The converse of continuous image of a connected set is connected

Question

I have recently proven that given $f:X\rightarrow Y, f$ continuous, X connected, then Y is connected. I wonder if the converse is true if we consider open mapping. In other words, Given X and Y connected set, if $\exists f:X\rightarrow Y$ s.t. $f(U)$ is open in Y $\forall$ open set $U\subset X$, then can we prove that f is continuous?

Answer 1

No: let $f$ be the identity map from $\mathbb{R}$ with the trivial topology $\{\emptyset,\mathbb{R}\}$ to $\mathbb{R}$ with its usual topology.

Answer 2

Not in general. Take $X=S^1$ and $Y=[0,2\pi)$, both endowed with their usual metrics.
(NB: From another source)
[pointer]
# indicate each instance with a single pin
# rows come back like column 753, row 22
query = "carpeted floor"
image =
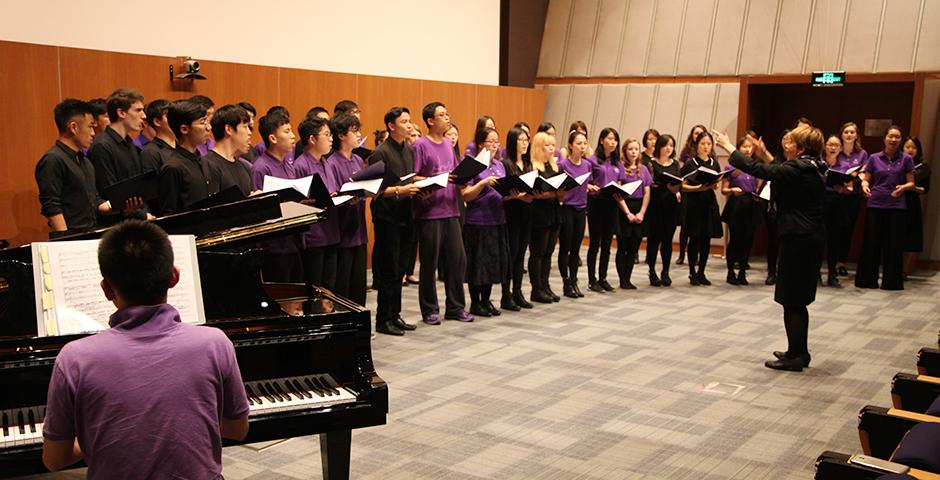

If you see $S^1$ as the unit circle in $\mathbb R^2$, then each element of $S^1$ can be written in one and only one way as $(\cos\theta,\sin\theta)$, with $\theta\in[0,2\pi)=Y$. Now, define $f\colon X\longrightarrow Y$ be $f(\cos\theta,\sin\theta)=\theta$. It is an open map, but it is not continuous: if $c_n=\left(\cos\left(2\pi-\frac1n\right),\sin\left(2\pi-\frac1n\right)\right)$, then $\lim c_n=(1,0)$, but the sequence $\bigl(f(c_n)\bigr)_{n\in\mathbb N}$ doesn't converge in $Y$.